What has S&P said about India?
S&P has lowered India’s credit outlook to negative citing fresh question marks over the economy’s fundamentals.
What is credit rating all about?
A credit rating evaluates the creditworthiness of a borrower. Corporations and governments issue bonds to borrow money.
What does it mean in respect of bonds?
When you buy a bond, you are lending your money to someone — the government or a private company, which promises to repay you within a specified tenure. Credit ratings represent the ability of the bond issuer to repay. A higher rating implies that the bond issuer has a lower likelihood of defaulting on payments.
How are they calculated?
There are no specific mathematical formulae. Agencies use public information available, historical trends, discussions with government officials and future outlook to determine credit ratings.
What is the rating scale?
Rating scale is as follows, from excellent to poor: AAA, AA+, AA, AA-, A+, A, A-, BBB+, BBB, BBB-, BB+, BB, BB-, B+, B, B-, CCC+, CCC, CCC-, CC, C, D. Anything lower than a BBB- rating is considered risky.
Who calculates credit rating?
Dun & Bradstreet, Moody’s, Standard and Poor’s (S&P) and Fitch Ratings are among the ones which operate worldwide. In India, commercial credit rating agencies include CRISIL, CARE and ICRA among others. Whom does the credit rating benefit? It is used by individuals and entities that buy bonds issued by firms and governments to determine whether the borrower will repay as promised.
What has S&P said about India’s sovereign rating?
S&P has maintained India’s sovereign rating at BBB- and the rating agency has warned that India faces at least a one-in-three chance of its ratings downgraded in the next two years. The BBB- rating is one notch above “junk,” which carries a higher risk of default.
What is a junk bond?
Bonds that have higher credit rating are also known as investment-grade bonds. Bonds that have very low credit rating are known as junk bonds because of a stronger likelihood of default.
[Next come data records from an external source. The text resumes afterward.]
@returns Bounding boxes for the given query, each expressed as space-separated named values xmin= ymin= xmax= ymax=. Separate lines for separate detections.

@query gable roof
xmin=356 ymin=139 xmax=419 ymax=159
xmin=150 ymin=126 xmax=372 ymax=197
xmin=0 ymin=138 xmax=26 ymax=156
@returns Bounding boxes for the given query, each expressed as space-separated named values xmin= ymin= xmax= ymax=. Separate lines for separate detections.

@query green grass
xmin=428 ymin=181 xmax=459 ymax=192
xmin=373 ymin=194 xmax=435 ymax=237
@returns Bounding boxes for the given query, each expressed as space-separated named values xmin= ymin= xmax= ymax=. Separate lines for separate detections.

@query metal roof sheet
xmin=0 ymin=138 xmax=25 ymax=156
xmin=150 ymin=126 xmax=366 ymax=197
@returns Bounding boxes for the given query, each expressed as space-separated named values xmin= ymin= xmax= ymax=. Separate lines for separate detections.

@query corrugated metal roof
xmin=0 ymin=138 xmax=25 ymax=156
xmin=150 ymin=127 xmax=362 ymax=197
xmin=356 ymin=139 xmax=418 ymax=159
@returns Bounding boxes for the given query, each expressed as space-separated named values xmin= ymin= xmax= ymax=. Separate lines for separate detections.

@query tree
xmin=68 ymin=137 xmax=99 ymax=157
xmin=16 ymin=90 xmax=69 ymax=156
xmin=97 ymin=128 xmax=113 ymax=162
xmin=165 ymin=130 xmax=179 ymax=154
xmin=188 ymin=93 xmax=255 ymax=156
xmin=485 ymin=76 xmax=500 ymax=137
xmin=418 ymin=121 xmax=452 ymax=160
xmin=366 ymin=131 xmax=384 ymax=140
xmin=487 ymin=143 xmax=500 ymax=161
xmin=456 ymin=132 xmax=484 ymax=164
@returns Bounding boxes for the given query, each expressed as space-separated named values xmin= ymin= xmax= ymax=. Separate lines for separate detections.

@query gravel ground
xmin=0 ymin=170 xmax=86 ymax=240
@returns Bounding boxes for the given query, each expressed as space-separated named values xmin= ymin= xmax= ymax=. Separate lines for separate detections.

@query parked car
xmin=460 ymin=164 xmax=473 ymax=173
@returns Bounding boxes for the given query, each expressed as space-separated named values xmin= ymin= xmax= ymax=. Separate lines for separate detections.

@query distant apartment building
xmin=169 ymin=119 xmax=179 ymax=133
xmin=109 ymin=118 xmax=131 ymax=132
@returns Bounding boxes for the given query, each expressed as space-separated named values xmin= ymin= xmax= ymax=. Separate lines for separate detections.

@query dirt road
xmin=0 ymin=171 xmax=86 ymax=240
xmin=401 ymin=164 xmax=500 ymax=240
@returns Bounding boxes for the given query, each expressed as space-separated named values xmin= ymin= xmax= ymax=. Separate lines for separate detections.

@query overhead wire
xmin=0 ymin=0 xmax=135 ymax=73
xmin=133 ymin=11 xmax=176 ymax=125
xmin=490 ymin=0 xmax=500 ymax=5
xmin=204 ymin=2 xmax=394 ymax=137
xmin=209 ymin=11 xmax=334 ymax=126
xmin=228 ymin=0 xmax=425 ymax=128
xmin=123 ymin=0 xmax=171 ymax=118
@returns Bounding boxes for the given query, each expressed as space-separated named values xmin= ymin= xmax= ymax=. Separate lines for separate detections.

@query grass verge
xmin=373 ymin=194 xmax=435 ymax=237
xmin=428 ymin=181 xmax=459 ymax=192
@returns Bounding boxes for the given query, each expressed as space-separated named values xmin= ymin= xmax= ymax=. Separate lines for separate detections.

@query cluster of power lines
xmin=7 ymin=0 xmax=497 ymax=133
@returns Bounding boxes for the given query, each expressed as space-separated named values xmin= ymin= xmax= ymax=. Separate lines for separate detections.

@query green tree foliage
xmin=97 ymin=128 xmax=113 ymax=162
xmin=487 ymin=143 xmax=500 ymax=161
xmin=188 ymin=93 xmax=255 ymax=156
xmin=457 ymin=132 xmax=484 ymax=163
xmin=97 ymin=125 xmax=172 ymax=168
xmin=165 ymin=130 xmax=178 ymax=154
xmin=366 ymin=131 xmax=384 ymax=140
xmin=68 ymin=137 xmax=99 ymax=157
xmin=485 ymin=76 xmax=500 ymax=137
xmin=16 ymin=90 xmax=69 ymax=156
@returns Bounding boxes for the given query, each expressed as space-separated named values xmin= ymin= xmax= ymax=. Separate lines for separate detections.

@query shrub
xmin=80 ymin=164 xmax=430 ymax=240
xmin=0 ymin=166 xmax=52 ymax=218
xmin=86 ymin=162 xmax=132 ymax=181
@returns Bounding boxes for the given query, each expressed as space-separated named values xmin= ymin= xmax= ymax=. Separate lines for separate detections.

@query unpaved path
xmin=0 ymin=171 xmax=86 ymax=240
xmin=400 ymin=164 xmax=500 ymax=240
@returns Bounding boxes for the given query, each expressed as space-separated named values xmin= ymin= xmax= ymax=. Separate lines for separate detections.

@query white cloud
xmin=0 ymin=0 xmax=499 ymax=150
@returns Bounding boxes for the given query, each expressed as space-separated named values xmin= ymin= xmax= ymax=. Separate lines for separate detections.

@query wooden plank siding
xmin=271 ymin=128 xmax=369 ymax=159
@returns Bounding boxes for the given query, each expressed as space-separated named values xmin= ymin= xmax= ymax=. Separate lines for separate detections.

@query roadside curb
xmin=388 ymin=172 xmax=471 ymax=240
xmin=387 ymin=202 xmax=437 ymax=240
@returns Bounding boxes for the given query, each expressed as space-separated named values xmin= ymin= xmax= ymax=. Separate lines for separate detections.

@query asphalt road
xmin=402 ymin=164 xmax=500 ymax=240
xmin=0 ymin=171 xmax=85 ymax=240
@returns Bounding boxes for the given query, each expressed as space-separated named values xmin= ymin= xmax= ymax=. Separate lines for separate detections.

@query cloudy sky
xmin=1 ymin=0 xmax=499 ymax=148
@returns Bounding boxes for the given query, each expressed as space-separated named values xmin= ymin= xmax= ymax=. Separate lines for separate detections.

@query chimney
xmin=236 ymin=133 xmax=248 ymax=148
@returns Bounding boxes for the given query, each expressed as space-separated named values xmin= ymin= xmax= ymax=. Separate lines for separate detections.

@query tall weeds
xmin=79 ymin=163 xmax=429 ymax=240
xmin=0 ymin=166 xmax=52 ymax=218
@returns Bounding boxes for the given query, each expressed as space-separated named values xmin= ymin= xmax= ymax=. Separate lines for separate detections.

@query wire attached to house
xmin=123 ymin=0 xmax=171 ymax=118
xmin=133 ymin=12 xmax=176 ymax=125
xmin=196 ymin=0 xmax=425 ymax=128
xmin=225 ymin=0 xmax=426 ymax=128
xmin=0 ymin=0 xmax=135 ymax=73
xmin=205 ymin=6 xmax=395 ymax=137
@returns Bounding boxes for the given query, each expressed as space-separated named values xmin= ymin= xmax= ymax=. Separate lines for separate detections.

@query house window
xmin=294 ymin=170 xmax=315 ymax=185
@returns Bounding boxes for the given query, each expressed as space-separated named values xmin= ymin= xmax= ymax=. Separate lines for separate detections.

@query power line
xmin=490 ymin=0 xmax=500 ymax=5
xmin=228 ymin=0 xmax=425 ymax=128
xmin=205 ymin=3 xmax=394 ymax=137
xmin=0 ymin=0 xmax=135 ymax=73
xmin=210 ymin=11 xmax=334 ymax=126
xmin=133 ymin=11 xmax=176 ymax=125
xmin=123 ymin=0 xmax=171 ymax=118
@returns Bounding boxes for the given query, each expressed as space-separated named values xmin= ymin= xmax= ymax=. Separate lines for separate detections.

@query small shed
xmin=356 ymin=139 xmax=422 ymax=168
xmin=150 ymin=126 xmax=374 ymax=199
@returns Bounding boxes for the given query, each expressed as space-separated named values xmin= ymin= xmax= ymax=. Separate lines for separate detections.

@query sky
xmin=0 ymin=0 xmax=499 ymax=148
Why has S&P lowered its outlook on the Indian economy?
The agency is of the view that widening current account deficit or the gap between imports and exports is set to reach alarming levels. This will reduce the government’s elbow room to borrow and spend its way out of a crisis. Besides, “political gridlock” is delaying attempts to reduce a mounting subsidy bill on fuel and fertilisers. Introduction of Goods and Services Tax or GST is important to push growth and there has been a standstill on easing of foreign investment norms in insurance, banking and retail.
Should I be worried?
If you have a regular day job —teacher, manager, doctor, software engineer, real estate consultant and so on — you have little to worry about now. But a weakening economy could prompt companies to defer capacity expansion activities, cut down on hiring plans and reduces job prospects.
Has any other agency also aired similar views about India?
Yes. Moody’s has also raised fresh questions over India’s economic health. Moody’s Analytics termed the government as the “single biggest drag” on India’s business activity. “The single biggest factor weighing on the outlook is the Indian government. In all economies it is impossible to separate the economic from the political outlook, and that is particularly the case in India,” Moody’s Analytics senior economist Glenn Levine said in a commentary last week.
Has similar comments been made about other economies, especially the US?
Yes. Last year, S&P downgraded the US government’s credit rating from AAA to AA+. The delay by US lawmakers to reach a consensus on containing the country’s spiralling debt led S&P to dock the credit ratings. Most recently, last week, S&P cut Spain’s credit rating by two notches to BBB+ and warned about worsening fiscal situation in the European economy.